3. participation in meetings and events
– Scenario: Operate events and objects in the metaverse with instructions such as ‘join the next meeting’ or ‘display presentation materials’.
– Example of operation: the generative AI analyses the instructions, triggers events and performs operations such as joining a meeting or displaying presentation materials.

This system configuration enables intuitive and natural user experience in the metaverse. In addition, by improving the accuracy of natural language analysis, more complex instructions can be handled, enabling the provision of a metaverse experience that meets the needs of a variety of users.

implementation example

This section describes an example implementation of performing operations in the metaverse from natural language input using JavaScript. In the following, the flow of how operations in natural language are performed in JavaScript is shown, using a simple metaverse space operation as an example.

Implementation flow:

1. User input (text input)
2. Analysis of natural language (analysed using GPT-4 and generative AI)
3. Metaverse operations based on analysis results

Example code: The following is a simple implementation of JavaScript where the user inputs instructions in natural language, the instructions are analysed and operations are performed on objects in the metaverse.

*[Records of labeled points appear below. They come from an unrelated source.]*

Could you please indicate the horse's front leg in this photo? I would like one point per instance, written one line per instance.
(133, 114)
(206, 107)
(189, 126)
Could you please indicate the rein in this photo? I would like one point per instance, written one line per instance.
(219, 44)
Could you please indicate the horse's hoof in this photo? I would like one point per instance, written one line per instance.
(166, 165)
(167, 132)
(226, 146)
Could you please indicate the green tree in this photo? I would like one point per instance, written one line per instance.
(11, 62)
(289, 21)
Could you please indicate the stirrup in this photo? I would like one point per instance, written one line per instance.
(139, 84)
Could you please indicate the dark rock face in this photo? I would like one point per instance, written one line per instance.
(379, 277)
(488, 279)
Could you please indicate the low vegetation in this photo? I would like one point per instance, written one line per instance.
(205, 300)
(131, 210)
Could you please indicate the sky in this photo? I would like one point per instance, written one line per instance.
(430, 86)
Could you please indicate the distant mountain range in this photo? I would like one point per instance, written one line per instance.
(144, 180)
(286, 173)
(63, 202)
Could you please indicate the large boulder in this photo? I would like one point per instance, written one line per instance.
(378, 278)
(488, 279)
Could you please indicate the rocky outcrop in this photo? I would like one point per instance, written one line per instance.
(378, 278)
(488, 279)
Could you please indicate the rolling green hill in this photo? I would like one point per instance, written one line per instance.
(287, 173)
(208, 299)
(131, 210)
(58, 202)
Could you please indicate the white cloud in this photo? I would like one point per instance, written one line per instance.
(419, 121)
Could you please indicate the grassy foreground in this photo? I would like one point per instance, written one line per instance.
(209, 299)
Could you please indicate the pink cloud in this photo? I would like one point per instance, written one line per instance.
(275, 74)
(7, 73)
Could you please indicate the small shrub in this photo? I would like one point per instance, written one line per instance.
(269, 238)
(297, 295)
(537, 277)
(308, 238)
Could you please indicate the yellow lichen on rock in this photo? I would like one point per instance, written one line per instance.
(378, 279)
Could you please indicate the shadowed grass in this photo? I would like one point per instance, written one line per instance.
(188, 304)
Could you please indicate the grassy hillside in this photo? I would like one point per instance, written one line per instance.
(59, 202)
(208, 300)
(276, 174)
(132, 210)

In this example, commands such as ‘move avatar forward’ or ‘change background to night’ are entered in natural language and then analysed and executed by the corresponding JavaScript function.

1. HTML – Create an input form: First, prepare a form in which the user can enter commands in natural language.

<!DOCTYPE html> 
<html lang="ja"> 
<head> 
　　<meta charset="UTF-8"> 
　　<title>metaverse operation</title> 
</head>
<body> 
　　<h2>Manipulating the metaverse with natural language.</h2> 
　　<input type="text" id="userCommand" placeholder="E.g. Avatar forward."> 
　　<button onclick="processCommand()">command execution</button> 
　　<script src="app.js"></script>
</body> 
</html>

2. JavaScript – command processing: Next, a function is written in the app.js file to analyse and execute the natural language commands entered by the user. In this example, operations are performed using simple conditional branching as a simulation of analysis by the generative AI.

// app.js

// Functions simulating the analysis of generative AI (actually replacing the AI API call part)
function parseCommand(command) {
    if (command.includes("前に進めて")) {
        return "moveForward";
    } else if (command.includes("夜にして")) {
        return "changeToNight";
    } else {
        return "unknown";
    }
}

// Functions to perform operations in the metaverse.
function processCommand() {
    const userCommand = document.getElementById("userCommand").value;
    const action = parseCommand(userCommand);

    switch (action) {
        case "moveForward":
            moveAvatarForward();
            break;
        case "changeToNight":
            changeEnvironmentToNight();
            break;
        default:
            console.log("No corresponding operation found.");
            alert("Invalid command. Please enter it again.");
    }
}

// Functions that move the avatar forward.
function moveAvatarForward() {
    console.log("Avatar moved forward.");
    // Describe here the specific code that moves your avatar forward in the metaverse
    // example: avatar.position.z -= 1;
}

// Function to change the environment at night
function changeEnvironmentToNight() {
    console.log("Background changed to night.");
    // 
    // example: scene.background = new THREE.Color(0x000022); // Three.js example
}

Explanation:

1. The parseCommand function
   • This function mimics some of the results of the analysis by the generative AI. It selects the appropriate operation (e.g. move avatar or change environment) based on user input.
   • In actual operation, the user input is analysed here using the GPT-4 API or similar and the result is converted into an action.
2. processCommand function
   • Based on the action returned by parseCommand, the corresponding function (moveAvatarForward or changeEnvironmentToNight) is called.
3. Operation functions (moveAvatarForward, changeEnvironmentToNight)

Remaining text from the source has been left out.